Supply chains continue to be stretched and this could continue until next year. Prices for some items are already rising at double-digit rates, and retailers and others are warning of shortages for the holiday shopping season.
Yet many of these pressures are unlikely to be permanent. Johnson drew a parallel between recent increases in inflation and the start of a marathon. All the runners initially gather in a small enclosure behind the start line, he noted, but as the race goes on, that congestion decreases as the runners disperse and find their own pace. .
Clues from the past and the future
Past periods of high inflation were not so common, and unique catalysts tended to trigger each of these impacts. In the 1970s, for example, the OPEC oil embargo pushed up energy and transportation costs, and wages rose steadily. There is no such oil embargo currently, and a relative lack of collective bargaining and union strikes these days suggests wage inflation is not likely to become rampant, LeGraw said.

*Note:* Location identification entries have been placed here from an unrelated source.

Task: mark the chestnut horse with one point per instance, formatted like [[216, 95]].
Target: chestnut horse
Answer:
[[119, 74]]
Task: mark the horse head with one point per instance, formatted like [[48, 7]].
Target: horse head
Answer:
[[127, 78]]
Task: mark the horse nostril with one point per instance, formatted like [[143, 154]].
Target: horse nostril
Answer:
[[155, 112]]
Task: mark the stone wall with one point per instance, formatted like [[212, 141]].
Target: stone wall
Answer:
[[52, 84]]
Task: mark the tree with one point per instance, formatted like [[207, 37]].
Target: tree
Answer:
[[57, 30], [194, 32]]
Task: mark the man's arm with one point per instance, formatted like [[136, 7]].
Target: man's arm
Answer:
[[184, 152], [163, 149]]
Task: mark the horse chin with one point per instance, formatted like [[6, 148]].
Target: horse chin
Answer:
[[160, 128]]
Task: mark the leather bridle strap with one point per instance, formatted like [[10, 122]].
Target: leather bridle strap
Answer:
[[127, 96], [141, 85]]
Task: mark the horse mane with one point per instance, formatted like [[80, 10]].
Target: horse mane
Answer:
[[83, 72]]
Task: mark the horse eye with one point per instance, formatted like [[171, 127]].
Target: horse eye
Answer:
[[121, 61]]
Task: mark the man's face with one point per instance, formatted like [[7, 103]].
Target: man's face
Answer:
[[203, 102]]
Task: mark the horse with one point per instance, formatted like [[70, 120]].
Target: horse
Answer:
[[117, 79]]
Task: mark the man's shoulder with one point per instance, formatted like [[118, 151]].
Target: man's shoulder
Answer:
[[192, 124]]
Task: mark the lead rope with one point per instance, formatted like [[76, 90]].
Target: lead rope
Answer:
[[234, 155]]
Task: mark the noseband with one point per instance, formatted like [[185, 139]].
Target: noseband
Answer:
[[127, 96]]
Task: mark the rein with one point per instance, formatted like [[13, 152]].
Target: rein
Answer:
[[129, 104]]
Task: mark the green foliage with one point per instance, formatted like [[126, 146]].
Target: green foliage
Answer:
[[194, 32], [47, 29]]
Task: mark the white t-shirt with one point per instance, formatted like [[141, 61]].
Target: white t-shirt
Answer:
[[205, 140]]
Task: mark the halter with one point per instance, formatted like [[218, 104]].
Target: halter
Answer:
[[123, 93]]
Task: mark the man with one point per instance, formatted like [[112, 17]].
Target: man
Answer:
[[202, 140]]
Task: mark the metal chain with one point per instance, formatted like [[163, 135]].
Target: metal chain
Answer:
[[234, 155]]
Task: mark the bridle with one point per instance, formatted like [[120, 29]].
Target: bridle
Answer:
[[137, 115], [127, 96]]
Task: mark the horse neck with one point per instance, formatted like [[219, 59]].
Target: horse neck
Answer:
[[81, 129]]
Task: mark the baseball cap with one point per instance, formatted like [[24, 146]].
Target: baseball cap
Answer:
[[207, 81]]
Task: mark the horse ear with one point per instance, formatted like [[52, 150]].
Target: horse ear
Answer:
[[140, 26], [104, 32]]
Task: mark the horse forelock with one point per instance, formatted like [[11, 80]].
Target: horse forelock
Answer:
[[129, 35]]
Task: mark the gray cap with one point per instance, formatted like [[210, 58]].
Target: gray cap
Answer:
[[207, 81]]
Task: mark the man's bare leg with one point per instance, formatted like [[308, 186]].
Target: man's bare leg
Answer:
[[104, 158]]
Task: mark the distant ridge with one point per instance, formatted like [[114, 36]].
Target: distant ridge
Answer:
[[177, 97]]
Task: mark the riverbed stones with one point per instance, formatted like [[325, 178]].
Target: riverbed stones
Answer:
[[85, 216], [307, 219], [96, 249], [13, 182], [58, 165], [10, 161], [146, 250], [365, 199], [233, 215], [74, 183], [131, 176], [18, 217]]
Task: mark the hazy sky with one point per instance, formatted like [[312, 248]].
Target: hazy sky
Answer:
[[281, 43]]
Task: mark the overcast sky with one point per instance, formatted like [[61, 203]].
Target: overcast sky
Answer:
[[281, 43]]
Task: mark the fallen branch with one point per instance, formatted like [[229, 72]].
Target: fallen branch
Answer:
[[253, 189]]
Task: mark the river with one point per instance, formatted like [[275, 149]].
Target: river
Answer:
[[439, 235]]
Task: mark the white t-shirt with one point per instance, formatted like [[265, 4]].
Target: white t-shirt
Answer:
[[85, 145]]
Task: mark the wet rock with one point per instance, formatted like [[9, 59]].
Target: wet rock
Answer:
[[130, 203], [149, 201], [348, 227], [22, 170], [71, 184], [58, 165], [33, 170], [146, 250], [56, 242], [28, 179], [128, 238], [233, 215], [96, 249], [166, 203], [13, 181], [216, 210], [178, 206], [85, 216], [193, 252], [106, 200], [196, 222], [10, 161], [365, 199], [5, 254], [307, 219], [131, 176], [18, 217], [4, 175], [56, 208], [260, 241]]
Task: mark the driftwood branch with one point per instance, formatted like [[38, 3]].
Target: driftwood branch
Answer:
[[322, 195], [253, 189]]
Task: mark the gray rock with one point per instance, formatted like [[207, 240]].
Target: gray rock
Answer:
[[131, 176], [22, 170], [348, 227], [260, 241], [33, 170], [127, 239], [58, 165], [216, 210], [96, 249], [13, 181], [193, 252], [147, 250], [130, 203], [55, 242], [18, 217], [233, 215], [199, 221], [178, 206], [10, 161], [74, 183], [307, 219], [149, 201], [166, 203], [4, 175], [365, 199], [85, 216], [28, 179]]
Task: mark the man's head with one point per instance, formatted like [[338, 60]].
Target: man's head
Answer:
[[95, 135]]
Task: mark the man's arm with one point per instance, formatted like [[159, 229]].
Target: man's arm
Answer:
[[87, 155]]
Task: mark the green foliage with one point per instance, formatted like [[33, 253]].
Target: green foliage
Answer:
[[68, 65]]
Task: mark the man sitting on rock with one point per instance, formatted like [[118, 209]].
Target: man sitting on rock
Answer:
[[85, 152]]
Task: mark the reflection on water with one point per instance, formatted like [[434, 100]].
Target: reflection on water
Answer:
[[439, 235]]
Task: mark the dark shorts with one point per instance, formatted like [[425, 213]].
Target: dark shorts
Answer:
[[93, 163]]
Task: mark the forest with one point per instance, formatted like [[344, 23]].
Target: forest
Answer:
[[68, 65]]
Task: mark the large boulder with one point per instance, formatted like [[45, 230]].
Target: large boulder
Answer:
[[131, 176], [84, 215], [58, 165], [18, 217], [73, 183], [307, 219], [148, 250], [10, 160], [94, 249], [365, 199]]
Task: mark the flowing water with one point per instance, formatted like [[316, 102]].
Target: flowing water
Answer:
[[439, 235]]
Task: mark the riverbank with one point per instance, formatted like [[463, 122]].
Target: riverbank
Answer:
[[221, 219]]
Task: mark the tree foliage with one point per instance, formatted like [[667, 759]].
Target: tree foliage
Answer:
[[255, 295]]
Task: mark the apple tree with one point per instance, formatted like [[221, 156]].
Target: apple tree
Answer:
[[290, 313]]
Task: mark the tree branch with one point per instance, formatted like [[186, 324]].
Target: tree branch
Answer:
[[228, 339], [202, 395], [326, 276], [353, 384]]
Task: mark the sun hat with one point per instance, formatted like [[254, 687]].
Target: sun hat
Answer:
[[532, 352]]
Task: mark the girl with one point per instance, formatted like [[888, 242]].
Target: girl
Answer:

“Do workers collectively have enough power to bring about large wage increases? ” she asked. “Right now, workers don’t have that power. “
Bond investors could get hammered if inflation and inflation expectations continue to rise and interest rates rise, as seems plausible. Bond prices fall and yields tend to rise under such conditions. Yet prices are still high and yields remain near the lowest levels in decades on Treasuries and many other bonds, LeGraw noted, suggesting that investors don’t view them as long-term threats.
Federal policies also play a role. For example, the push towards green energy and more electric vehicle charging stations, as proposed in President Biden’s Build Back Better plan, could initially trigger more inflation if these initiatives are adopted and the construction projects are being carried out, Johnson said. But the push towards renewables could be disinflationary in the long run, he added, if it ultimately means cheaper energy.